И вот прекрасный специалист по XХ веку начинает с умным видом рассуждать о европейском рыцарстве, знаток Наполеоновских войн - о военных роботах, а крупный авторитет в области ВВС Второй мировой войны - о тактике греческих фаланг (все примеры, сразу говорю, вымышлены - но реальные можно обнаружить на каждом шагу). Иногда получается более или менее прилично, особенно если у человека хватает ума опираться на признанных специалистов в этой сфере и не пытаться оригинальничать. Последнее удается далеко не всегда - уж слишком велик соблазн "сказать новое слово" в новой для себя теме. И это слово, увы, часто получается далеко не самым умным.
Я сейчас даже не беру обзорные работы - какую-нибудь "Историю Нового времени". Очевидно, что без них никуда, и столь же очевидно, что глубоко разбираться во всей охватываемой проблематике просто невозможно физически. Поэтому ошибки и ляпы здесь - неизбежное зло, масштабы которого, впрочем, вполне можно ограничить.
Я также не беру ситуацию, когда человек меняет тему и начинает глубоко копать новую для него область. Покойный профессор В.Г. Ревуненков, защитив кандидатскую по истории прихода Бисмарка к власти, впоследствии переключился на изучение Великой Французской революции и стал признанным специалистом в этой области. Я сам в свое время вынужден был с головой погрузиться в изучение современной внешней политики и политики безопасности ФРГ.
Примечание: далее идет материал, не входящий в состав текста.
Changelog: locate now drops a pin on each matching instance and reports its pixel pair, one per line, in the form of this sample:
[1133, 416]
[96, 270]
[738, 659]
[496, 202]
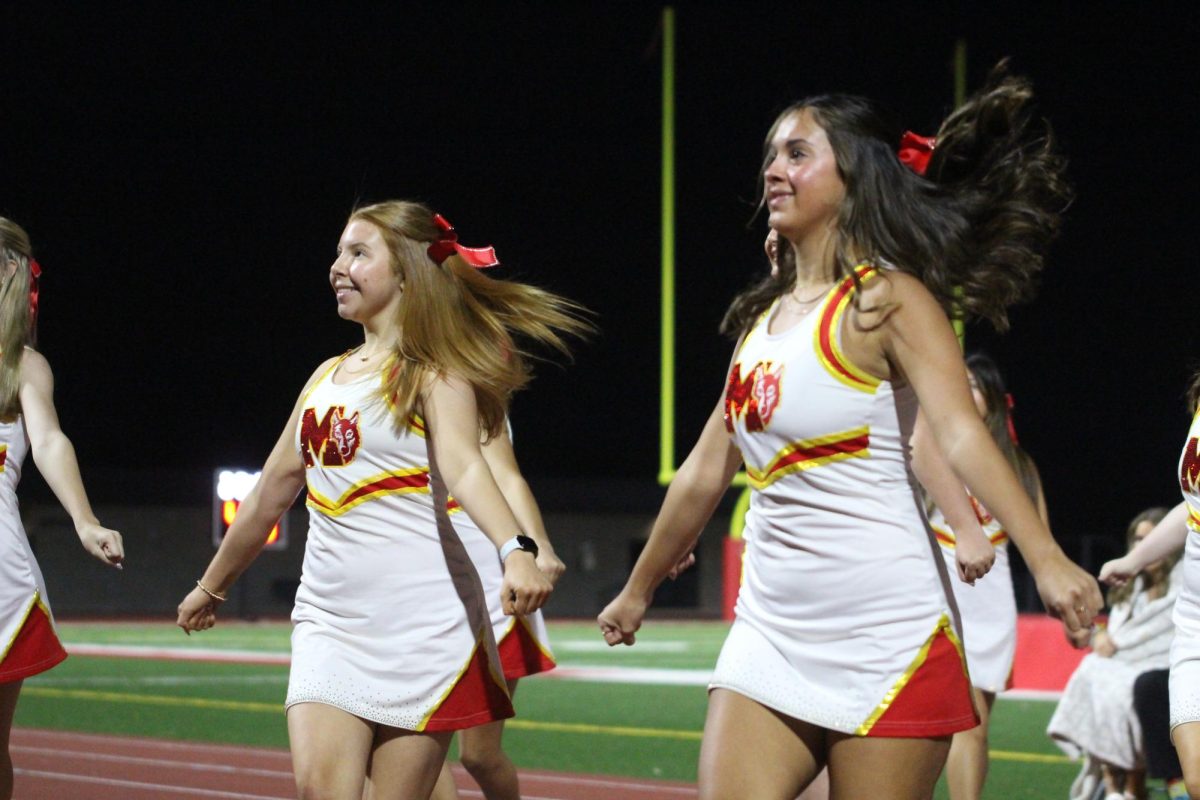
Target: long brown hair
[17, 324]
[1158, 575]
[997, 401]
[455, 319]
[975, 228]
Наконец, я оставляю за скобками попытки найти ответ на крупные, глобальные вопросы человеческой истории - такие, как наличие в ней законов и закономерностей. Такие попытки не только могут, но и должны предприниматься.
Я говорю о нередком, увы, положении дел, когда историк, приобретя вполне заслуженный авторитет в какой-то одной сфере, начинает залпами высказываться чуть ли не по всем проблемам всех времен и народов. Причины этого явления я, честно говоря, понимаю не до конца. Возможно, в какой-то момент у человека начинает кружиться голова от собственных успехов, и он забывает, какие титанические усилия потребовались для того, чтобы стать экспертом в одной конкретной области. Возможно, ему кажется, что доскональное знание одного эпизода мировой истории дало ему в руки универсальную отмычку ко всем остальным. Не знаю. Но эта ситуация еще раз демонстрирует мне, насколько важно сознавать пределы собственной компетентности и стараться не выходить за них без крайней необходимости.